No one could have missed Finland’s search for sustainability with green recovery or Europe’s commitment to a just green transition. But what is the role of knowledge and knowledge producers in sustainability transition?
Sustainability improvements are targeted at climate change, biodiversity loss and chemicalization. To tackle these issues, we need sustainability improvements across the society, for example in waste management, food production and traffic infrastructure.
At the system level this means sustainability transition. Sustainability transition requires a re-orientation in administration and business, among cities and rural municipalities as well as inhabitants and users of new technologies.
The expectations on sustainability transition are high. This generates big expectations also for research and research uptake. The diversity of range of knowledge needs are exemplified by the Finnish low carbon roadmaps. The routes on these roadmaps are not straight, neither can their implementation cut corners: the implementation will generate more knowledge, as the industries and researchers cooperate.
Sustainabiity transition will transform our societal systems
Sustainability transitions are more than the sum of specific sustainability improvements. It is not enough that we see a rise in solar panel production. Rather, we need change in the entire energy system, also in those systems that consume energy. Energy consuming buildings, vehicles, infrastructure and gadgets can start producing or storing energy, and energy saving can be a business.
It is also not enough for sustainability transition that Finland there is a new faba bean product or that the sales of oat milk are on the rise. In addition to food production and processing, new selections in shops and restaurants, sustainable food transition requires completely new dialogue and identities. We need the producers of a range of new ingredients and dishes, and good cooks. The everyday and party meals at home and in canteens can be renewed so that our plates can be filled with nutritious, low footprint and fair staff that makes us enjoy the meal.
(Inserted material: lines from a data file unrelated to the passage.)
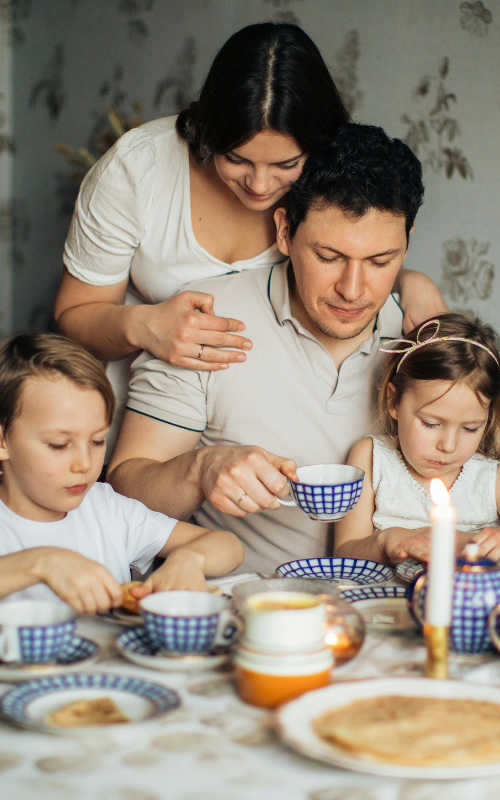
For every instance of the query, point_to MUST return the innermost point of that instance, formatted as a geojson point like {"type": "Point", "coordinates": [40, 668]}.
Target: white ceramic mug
{"type": "Point", "coordinates": [33, 631]}
{"type": "Point", "coordinates": [298, 626]}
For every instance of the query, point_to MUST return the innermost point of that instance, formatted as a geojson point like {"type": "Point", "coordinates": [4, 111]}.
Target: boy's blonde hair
{"type": "Point", "coordinates": [26, 355]}
{"type": "Point", "coordinates": [448, 361]}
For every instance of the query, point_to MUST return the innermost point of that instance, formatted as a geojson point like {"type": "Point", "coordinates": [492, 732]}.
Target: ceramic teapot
{"type": "Point", "coordinates": [476, 591]}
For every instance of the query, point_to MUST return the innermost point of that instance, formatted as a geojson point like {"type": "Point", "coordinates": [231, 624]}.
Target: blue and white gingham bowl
{"type": "Point", "coordinates": [35, 632]}
{"type": "Point", "coordinates": [356, 570]}
{"type": "Point", "coordinates": [30, 702]}
{"type": "Point", "coordinates": [326, 491]}
{"type": "Point", "coordinates": [187, 622]}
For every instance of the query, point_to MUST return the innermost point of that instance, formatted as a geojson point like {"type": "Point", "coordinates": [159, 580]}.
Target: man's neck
{"type": "Point", "coordinates": [339, 349]}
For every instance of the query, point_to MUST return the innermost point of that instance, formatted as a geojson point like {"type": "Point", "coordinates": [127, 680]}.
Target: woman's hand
{"type": "Point", "coordinates": [243, 479]}
{"type": "Point", "coordinates": [401, 543]}
{"type": "Point", "coordinates": [420, 298]}
{"type": "Point", "coordinates": [178, 329]}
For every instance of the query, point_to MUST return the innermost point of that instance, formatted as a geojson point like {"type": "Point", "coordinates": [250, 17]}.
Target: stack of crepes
{"type": "Point", "coordinates": [420, 731]}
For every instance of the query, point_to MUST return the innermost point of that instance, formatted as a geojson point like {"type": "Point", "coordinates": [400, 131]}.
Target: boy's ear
{"type": "Point", "coordinates": [282, 230]}
{"type": "Point", "coordinates": [393, 409]}
{"type": "Point", "coordinates": [4, 450]}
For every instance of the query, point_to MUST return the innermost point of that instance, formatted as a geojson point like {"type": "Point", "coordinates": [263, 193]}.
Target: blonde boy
{"type": "Point", "coordinates": [60, 531]}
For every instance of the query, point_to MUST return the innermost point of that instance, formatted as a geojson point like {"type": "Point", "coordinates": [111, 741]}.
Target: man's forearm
{"type": "Point", "coordinates": [370, 548]}
{"type": "Point", "coordinates": [172, 487]}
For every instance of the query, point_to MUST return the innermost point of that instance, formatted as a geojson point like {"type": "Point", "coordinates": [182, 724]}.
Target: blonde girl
{"type": "Point", "coordinates": [440, 417]}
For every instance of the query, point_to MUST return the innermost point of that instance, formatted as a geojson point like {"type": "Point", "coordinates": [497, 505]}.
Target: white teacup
{"type": "Point", "coordinates": [284, 621]}
{"type": "Point", "coordinates": [325, 491]}
{"type": "Point", "coordinates": [33, 631]}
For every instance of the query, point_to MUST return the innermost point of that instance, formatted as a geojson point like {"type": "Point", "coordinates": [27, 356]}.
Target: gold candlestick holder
{"type": "Point", "coordinates": [436, 642]}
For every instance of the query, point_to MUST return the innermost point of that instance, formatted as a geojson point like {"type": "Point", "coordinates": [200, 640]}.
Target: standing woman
{"type": "Point", "coordinates": [180, 199]}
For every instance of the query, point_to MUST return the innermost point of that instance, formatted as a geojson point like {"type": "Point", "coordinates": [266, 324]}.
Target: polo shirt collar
{"type": "Point", "coordinates": [388, 324]}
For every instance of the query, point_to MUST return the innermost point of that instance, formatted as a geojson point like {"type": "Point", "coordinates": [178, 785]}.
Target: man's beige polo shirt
{"type": "Point", "coordinates": [287, 397]}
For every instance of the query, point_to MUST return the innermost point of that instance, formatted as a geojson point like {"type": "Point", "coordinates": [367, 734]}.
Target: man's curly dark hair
{"type": "Point", "coordinates": [362, 169]}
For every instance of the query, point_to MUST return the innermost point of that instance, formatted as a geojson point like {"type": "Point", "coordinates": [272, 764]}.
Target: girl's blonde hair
{"type": "Point", "coordinates": [30, 354]}
{"type": "Point", "coordinates": [448, 361]}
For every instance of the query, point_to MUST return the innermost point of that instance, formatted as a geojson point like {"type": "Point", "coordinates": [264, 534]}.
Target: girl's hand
{"type": "Point", "coordinates": [85, 585]}
{"type": "Point", "coordinates": [401, 543]}
{"type": "Point", "coordinates": [183, 569]}
{"type": "Point", "coordinates": [176, 329]}
{"type": "Point", "coordinates": [488, 540]}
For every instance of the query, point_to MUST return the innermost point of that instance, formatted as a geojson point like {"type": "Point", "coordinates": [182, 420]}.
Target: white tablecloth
{"type": "Point", "coordinates": [215, 747]}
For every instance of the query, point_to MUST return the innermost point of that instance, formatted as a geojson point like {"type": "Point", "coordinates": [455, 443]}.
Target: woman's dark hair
{"type": "Point", "coordinates": [268, 76]}
{"type": "Point", "coordinates": [448, 361]}
{"type": "Point", "coordinates": [362, 168]}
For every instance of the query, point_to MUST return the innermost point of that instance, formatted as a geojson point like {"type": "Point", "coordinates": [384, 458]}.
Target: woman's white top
{"type": "Point", "coordinates": [132, 220]}
{"type": "Point", "coordinates": [400, 501]}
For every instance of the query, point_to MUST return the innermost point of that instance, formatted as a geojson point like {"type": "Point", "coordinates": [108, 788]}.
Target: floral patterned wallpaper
{"type": "Point", "coordinates": [428, 71]}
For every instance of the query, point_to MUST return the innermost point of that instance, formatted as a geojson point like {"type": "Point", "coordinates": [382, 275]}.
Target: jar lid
{"type": "Point", "coordinates": [284, 663]}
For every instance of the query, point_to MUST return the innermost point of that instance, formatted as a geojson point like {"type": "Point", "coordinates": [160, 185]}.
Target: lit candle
{"type": "Point", "coordinates": [442, 558]}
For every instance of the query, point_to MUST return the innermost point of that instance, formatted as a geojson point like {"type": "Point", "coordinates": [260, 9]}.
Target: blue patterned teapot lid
{"type": "Point", "coordinates": [471, 562]}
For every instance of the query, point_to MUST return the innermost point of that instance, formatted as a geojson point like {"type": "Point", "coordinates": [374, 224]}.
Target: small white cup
{"type": "Point", "coordinates": [297, 627]}
{"type": "Point", "coordinates": [32, 631]}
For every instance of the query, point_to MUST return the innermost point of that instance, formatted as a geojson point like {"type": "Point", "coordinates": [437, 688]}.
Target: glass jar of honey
{"type": "Point", "coordinates": [268, 679]}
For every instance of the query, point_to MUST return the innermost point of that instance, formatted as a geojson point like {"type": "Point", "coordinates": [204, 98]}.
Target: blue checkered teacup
{"type": "Point", "coordinates": [33, 631]}
{"type": "Point", "coordinates": [325, 491]}
{"type": "Point", "coordinates": [189, 622]}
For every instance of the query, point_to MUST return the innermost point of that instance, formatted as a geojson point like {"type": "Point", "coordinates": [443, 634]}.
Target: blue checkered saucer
{"type": "Point", "coordinates": [29, 703]}
{"type": "Point", "coordinates": [78, 653]}
{"type": "Point", "coordinates": [135, 645]}
{"type": "Point", "coordinates": [337, 570]}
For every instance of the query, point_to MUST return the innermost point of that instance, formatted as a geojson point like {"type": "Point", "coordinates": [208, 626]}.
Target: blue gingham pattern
{"type": "Point", "coordinates": [15, 703]}
{"type": "Point", "coordinates": [373, 593]}
{"type": "Point", "coordinates": [474, 596]}
{"type": "Point", "coordinates": [181, 634]}
{"type": "Point", "coordinates": [354, 569]}
{"type": "Point", "coordinates": [41, 643]}
{"type": "Point", "coordinates": [318, 499]}
{"type": "Point", "coordinates": [137, 640]}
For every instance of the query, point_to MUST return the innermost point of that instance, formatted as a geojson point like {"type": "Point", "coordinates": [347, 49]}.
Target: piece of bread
{"type": "Point", "coordinates": [101, 711]}
{"type": "Point", "coordinates": [423, 731]}
{"type": "Point", "coordinates": [129, 602]}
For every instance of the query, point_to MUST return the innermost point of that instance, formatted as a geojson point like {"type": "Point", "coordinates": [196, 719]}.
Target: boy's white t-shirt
{"type": "Point", "coordinates": [107, 527]}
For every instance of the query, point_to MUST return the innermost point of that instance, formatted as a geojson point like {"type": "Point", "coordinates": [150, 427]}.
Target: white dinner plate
{"type": "Point", "coordinates": [295, 723]}
{"type": "Point", "coordinates": [381, 606]}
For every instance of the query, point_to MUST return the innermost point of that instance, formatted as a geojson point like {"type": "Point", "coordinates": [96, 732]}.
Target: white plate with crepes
{"type": "Point", "coordinates": [295, 722]}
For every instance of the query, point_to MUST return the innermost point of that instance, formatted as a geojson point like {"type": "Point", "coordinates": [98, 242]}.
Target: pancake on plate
{"type": "Point", "coordinates": [422, 731]}
{"type": "Point", "coordinates": [101, 711]}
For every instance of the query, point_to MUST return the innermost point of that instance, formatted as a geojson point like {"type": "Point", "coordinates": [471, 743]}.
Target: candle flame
{"type": "Point", "coordinates": [439, 492]}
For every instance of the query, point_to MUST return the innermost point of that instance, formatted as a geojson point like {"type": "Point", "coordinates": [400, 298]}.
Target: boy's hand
{"type": "Point", "coordinates": [400, 544]}
{"type": "Point", "coordinates": [85, 585]}
{"type": "Point", "coordinates": [488, 540]}
{"type": "Point", "coordinates": [183, 569]}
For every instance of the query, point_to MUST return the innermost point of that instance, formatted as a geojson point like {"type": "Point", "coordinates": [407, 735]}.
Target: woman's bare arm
{"type": "Point", "coordinates": [174, 330]}
{"type": "Point", "coordinates": [419, 298]}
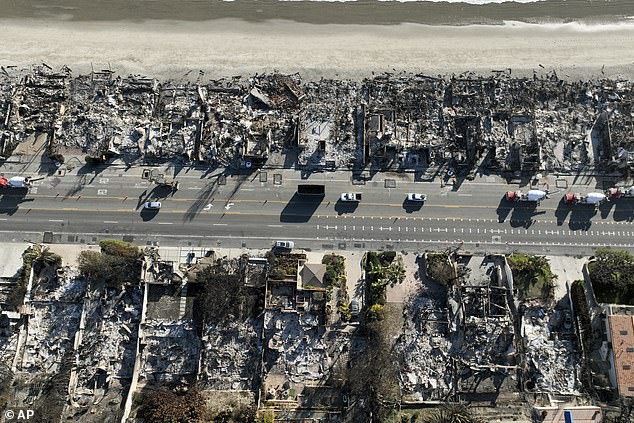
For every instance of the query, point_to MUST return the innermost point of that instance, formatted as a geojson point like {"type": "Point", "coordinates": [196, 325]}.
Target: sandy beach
{"type": "Point", "coordinates": [227, 47]}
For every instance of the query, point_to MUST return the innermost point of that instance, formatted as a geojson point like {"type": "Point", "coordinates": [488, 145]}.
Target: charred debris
{"type": "Point", "coordinates": [466, 122]}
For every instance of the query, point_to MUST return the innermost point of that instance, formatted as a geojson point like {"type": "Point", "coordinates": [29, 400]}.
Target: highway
{"type": "Point", "coordinates": [253, 211]}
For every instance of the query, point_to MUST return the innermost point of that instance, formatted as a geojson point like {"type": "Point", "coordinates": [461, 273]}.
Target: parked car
{"type": "Point", "coordinates": [286, 245]}
{"type": "Point", "coordinates": [354, 308]}
{"type": "Point", "coordinates": [412, 196]}
{"type": "Point", "coordinates": [152, 205]}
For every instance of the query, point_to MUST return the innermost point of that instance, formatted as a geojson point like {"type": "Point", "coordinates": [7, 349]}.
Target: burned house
{"type": "Point", "coordinates": [403, 121]}
{"type": "Point", "coordinates": [327, 131]}
{"type": "Point", "coordinates": [177, 127]}
{"type": "Point", "coordinates": [458, 341]}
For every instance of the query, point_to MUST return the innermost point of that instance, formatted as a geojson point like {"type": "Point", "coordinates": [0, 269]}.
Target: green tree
{"type": "Point", "coordinates": [452, 413]}
{"type": "Point", "coordinates": [164, 406]}
{"type": "Point", "coordinates": [118, 263]}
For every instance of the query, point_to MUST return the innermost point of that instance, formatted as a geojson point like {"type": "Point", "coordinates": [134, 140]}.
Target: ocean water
{"type": "Point", "coordinates": [433, 1]}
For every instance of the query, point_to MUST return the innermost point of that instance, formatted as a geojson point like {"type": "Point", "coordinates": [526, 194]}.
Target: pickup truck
{"type": "Point", "coordinates": [350, 196]}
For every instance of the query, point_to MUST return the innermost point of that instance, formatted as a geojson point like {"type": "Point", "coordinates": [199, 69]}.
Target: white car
{"type": "Point", "coordinates": [152, 205]}
{"type": "Point", "coordinates": [287, 245]}
{"type": "Point", "coordinates": [412, 196]}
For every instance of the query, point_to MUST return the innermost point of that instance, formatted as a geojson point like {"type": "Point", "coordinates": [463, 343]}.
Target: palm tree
{"type": "Point", "coordinates": [452, 413]}
{"type": "Point", "coordinates": [48, 257]}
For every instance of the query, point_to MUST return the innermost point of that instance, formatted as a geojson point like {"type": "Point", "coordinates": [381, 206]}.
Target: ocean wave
{"type": "Point", "coordinates": [573, 26]}
{"type": "Point", "coordinates": [477, 2]}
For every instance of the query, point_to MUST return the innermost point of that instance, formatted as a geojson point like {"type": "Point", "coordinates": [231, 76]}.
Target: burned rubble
{"type": "Point", "coordinates": [466, 123]}
{"type": "Point", "coordinates": [458, 339]}
{"type": "Point", "coordinates": [551, 354]}
{"type": "Point", "coordinates": [106, 352]}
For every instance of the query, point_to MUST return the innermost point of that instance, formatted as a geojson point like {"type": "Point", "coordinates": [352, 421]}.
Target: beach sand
{"type": "Point", "coordinates": [227, 47]}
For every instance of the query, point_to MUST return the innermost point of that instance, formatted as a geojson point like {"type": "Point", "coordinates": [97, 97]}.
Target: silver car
{"type": "Point", "coordinates": [412, 196]}
{"type": "Point", "coordinates": [286, 245]}
{"type": "Point", "coordinates": [152, 205]}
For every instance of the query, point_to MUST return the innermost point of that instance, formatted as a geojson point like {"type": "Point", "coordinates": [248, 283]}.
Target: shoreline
{"type": "Point", "coordinates": [229, 47]}
{"type": "Point", "coordinates": [362, 12]}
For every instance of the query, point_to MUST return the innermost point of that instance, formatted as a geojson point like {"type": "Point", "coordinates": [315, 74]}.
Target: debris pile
{"type": "Point", "coordinates": [55, 311]}
{"type": "Point", "coordinates": [52, 328]}
{"type": "Point", "coordinates": [550, 355]}
{"type": "Point", "coordinates": [327, 136]}
{"type": "Point", "coordinates": [170, 352]}
{"type": "Point", "coordinates": [295, 346]}
{"type": "Point", "coordinates": [458, 339]}
{"type": "Point", "coordinates": [108, 346]}
{"type": "Point", "coordinates": [423, 349]}
{"type": "Point", "coordinates": [390, 121]}
{"type": "Point", "coordinates": [231, 355]}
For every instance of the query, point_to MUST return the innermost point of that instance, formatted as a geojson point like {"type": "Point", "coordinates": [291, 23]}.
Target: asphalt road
{"type": "Point", "coordinates": [254, 211]}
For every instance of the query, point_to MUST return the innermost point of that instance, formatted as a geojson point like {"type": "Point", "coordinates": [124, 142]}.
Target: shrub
{"type": "Point", "coordinates": [376, 312]}
{"type": "Point", "coordinates": [118, 263]}
{"type": "Point", "coordinates": [165, 406]}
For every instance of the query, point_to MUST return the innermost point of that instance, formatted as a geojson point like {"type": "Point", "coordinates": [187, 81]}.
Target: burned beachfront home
{"type": "Point", "coordinates": [106, 116]}
{"type": "Point", "coordinates": [458, 342]}
{"type": "Point", "coordinates": [468, 123]}
{"type": "Point", "coordinates": [179, 116]}
{"type": "Point", "coordinates": [327, 130]}
{"type": "Point", "coordinates": [403, 120]}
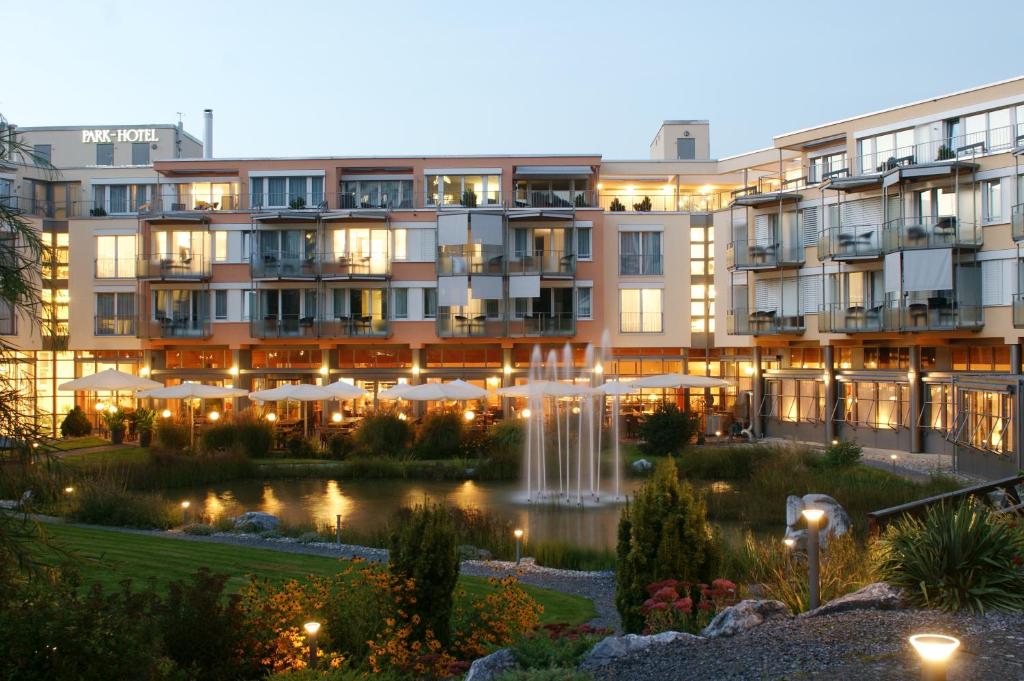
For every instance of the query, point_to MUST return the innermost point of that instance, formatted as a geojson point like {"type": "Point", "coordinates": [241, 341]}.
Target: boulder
{"type": "Point", "coordinates": [256, 521]}
{"type": "Point", "coordinates": [878, 596]}
{"type": "Point", "coordinates": [745, 614]}
{"type": "Point", "coordinates": [609, 649]}
{"type": "Point", "coordinates": [485, 669]}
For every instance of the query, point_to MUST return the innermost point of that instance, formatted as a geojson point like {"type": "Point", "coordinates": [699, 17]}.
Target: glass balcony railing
{"type": "Point", "coordinates": [544, 262]}
{"type": "Point", "coordinates": [850, 242]}
{"type": "Point", "coordinates": [284, 264]}
{"type": "Point", "coordinates": [742, 322]}
{"type": "Point", "coordinates": [915, 232]}
{"type": "Point", "coordinates": [762, 254]}
{"type": "Point", "coordinates": [180, 265]}
{"type": "Point", "coordinates": [850, 318]}
{"type": "Point", "coordinates": [113, 325]}
{"type": "Point", "coordinates": [470, 259]}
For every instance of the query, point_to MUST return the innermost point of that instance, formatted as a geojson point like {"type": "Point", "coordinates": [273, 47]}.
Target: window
{"type": "Point", "coordinates": [116, 313]}
{"type": "Point", "coordinates": [429, 303]}
{"type": "Point", "coordinates": [116, 256]}
{"type": "Point", "coordinates": [104, 155]}
{"type": "Point", "coordinates": [140, 154]}
{"type": "Point", "coordinates": [640, 253]}
{"type": "Point", "coordinates": [468, 190]}
{"type": "Point", "coordinates": [220, 246]}
{"type": "Point", "coordinates": [584, 296]}
{"type": "Point", "coordinates": [584, 243]}
{"type": "Point", "coordinates": [400, 303]}
{"type": "Point", "coordinates": [220, 304]}
{"type": "Point", "coordinates": [686, 149]}
{"type": "Point", "coordinates": [991, 201]}
{"type": "Point", "coordinates": [640, 310]}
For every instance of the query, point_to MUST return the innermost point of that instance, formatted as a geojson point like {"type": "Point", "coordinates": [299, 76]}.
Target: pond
{"type": "Point", "coordinates": [366, 506]}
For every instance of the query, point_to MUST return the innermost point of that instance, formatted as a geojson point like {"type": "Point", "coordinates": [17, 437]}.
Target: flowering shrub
{"type": "Point", "coordinates": [672, 605]}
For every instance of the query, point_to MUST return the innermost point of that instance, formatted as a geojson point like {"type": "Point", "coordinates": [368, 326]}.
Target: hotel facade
{"type": "Point", "coordinates": [859, 280]}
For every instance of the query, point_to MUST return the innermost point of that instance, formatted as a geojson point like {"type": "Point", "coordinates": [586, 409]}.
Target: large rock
{"type": "Point", "coordinates": [745, 614]}
{"type": "Point", "coordinates": [878, 596]}
{"type": "Point", "coordinates": [485, 669]}
{"type": "Point", "coordinates": [256, 521]}
{"type": "Point", "coordinates": [609, 649]}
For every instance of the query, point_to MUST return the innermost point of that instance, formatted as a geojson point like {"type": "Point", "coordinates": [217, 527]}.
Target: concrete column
{"type": "Point", "coordinates": [916, 398]}
{"type": "Point", "coordinates": [832, 390]}
{"type": "Point", "coordinates": [756, 415]}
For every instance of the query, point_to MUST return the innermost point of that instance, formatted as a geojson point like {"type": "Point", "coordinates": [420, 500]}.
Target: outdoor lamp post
{"type": "Point", "coordinates": [813, 517]}
{"type": "Point", "coordinates": [935, 651]}
{"type": "Point", "coordinates": [312, 629]}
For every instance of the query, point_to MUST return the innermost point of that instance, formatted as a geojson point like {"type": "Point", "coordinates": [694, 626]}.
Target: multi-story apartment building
{"type": "Point", "coordinates": [857, 280]}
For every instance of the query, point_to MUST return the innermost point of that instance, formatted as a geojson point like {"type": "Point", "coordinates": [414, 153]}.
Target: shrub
{"type": "Point", "coordinates": [958, 557]}
{"type": "Point", "coordinates": [424, 549]}
{"type": "Point", "coordinates": [76, 424]}
{"type": "Point", "coordinates": [663, 534]}
{"type": "Point", "coordinates": [172, 435]}
{"type": "Point", "coordinates": [383, 434]}
{"type": "Point", "coordinates": [842, 454]}
{"type": "Point", "coordinates": [439, 435]}
{"type": "Point", "coordinates": [667, 430]}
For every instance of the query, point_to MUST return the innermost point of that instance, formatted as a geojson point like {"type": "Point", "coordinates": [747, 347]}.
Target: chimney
{"type": "Point", "coordinates": [207, 133]}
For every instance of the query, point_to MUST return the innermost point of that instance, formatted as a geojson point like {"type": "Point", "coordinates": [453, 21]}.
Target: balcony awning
{"type": "Point", "coordinates": [549, 171]}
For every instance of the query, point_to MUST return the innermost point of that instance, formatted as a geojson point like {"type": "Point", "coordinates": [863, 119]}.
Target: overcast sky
{"type": "Point", "coordinates": [296, 78]}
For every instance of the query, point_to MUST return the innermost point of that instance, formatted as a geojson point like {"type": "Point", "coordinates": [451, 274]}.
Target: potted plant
{"type": "Point", "coordinates": [115, 422]}
{"type": "Point", "coordinates": [144, 419]}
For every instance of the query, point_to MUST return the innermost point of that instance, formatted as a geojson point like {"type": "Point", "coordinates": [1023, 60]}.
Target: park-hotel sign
{"type": "Point", "coordinates": [120, 135]}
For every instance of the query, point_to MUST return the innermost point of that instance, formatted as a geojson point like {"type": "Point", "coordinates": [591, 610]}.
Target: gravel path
{"type": "Point", "coordinates": [861, 645]}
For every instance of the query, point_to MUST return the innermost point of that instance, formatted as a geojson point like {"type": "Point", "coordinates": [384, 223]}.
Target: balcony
{"type": "Point", "coordinates": [544, 262]}
{"type": "Point", "coordinates": [741, 322]}
{"type": "Point", "coordinates": [457, 325]}
{"type": "Point", "coordinates": [633, 265]}
{"type": "Point", "coordinates": [179, 327]}
{"type": "Point", "coordinates": [933, 310]}
{"type": "Point", "coordinates": [284, 264]}
{"type": "Point", "coordinates": [760, 254]}
{"type": "Point", "coordinates": [113, 325]}
{"type": "Point", "coordinates": [543, 324]}
{"type": "Point", "coordinates": [851, 318]}
{"type": "Point", "coordinates": [920, 232]}
{"type": "Point", "coordinates": [850, 242]}
{"type": "Point", "coordinates": [177, 266]}
{"type": "Point", "coordinates": [353, 266]}
{"type": "Point", "coordinates": [470, 259]}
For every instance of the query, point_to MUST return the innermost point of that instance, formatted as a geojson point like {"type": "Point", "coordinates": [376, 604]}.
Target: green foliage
{"type": "Point", "coordinates": [958, 557]}
{"type": "Point", "coordinates": [668, 430]}
{"type": "Point", "coordinates": [439, 435]}
{"type": "Point", "coordinates": [383, 435]}
{"type": "Point", "coordinates": [664, 534]}
{"type": "Point", "coordinates": [842, 455]}
{"type": "Point", "coordinates": [424, 549]}
{"type": "Point", "coordinates": [76, 424]}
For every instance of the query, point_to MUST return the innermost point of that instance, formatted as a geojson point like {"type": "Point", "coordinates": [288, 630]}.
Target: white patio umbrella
{"type": "Point", "coordinates": [192, 391]}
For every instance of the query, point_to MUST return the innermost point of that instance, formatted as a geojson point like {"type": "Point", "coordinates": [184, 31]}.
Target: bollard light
{"type": "Point", "coordinates": [813, 517]}
{"type": "Point", "coordinates": [935, 651]}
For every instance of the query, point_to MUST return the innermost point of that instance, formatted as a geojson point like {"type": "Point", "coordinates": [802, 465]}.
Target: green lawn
{"type": "Point", "coordinates": [109, 557]}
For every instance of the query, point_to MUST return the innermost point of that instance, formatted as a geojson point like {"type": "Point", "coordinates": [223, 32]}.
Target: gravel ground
{"type": "Point", "coordinates": [866, 644]}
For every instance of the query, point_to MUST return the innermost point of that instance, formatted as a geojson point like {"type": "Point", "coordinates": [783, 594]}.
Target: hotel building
{"type": "Point", "coordinates": [858, 280]}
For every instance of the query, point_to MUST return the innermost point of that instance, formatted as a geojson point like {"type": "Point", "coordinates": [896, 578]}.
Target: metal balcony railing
{"type": "Point", "coordinates": [179, 265]}
{"type": "Point", "coordinates": [850, 242]}
{"type": "Point", "coordinates": [470, 259]}
{"type": "Point", "coordinates": [544, 262]}
{"type": "Point", "coordinates": [851, 318]}
{"type": "Point", "coordinates": [641, 264]}
{"type": "Point", "coordinates": [113, 325]}
{"type": "Point", "coordinates": [943, 231]}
Sustainability transition means that our societal systems, from ecosystems to food production and from transport to industrial system, accounting for our wellbeing, will be radically transformed. The direction of this transformation will need to be assessed and re-assesed along the way. For this, the society needs knowledge.
We need transition in the way we produce and deliberate knowledge
The promotion of large-scale systemic change requires much new knowledge. Knowledge can be produced, tested, verified and utilized during the process of change. In this process we will have to identify connections between issues, address wicked complex bundles of problems, new unforeseen risks as well as the distribution of benefits and costs.
This is why we need a transition also in the way we conduct and deliberate research. Sustainability transition implies that knowledge production and utilization come closer together. The interface between knowledge production and use becomes an active zone for critical dialogue and search for solutions.
Research helps in finding the direction for sustainability transition and in assessing progress toward sustainability. However, because the makers of transition and those who are in the midst of it also generate knowledge, research has a special role in in relating and positioning different views, innovations, observations and masses of data.
This is the knowledge production system in which the 25-year old Finnish Environment Institute SYKE operates. SYKE is an active promoter of sustainability transition at all stages of knowledge production. SYKE bridges problem identification and solution seeking with the knowledge production stages that generate observations, model processes and develop scenarios.
Sustainability transition happens across the society, all over the world. This is why SYKE operates in close dialogue and collaboration with others.
Eeva Primmer is SYKE’s Research Director and Acting Director General. She has always worked in the interface between knowledge production and use. In her free time she enjoys ecosystems and is in dialogue with her friends.
Eeva Furman is the Director of SYKE’s Environmental Policy Centre and the Chair of Finland’s Sustainability Panel. Her ambition is to engage in discussions with people whose perspectives differ from hers. In her free time she relaxes both in nature and in the watermarks of urban landscapes.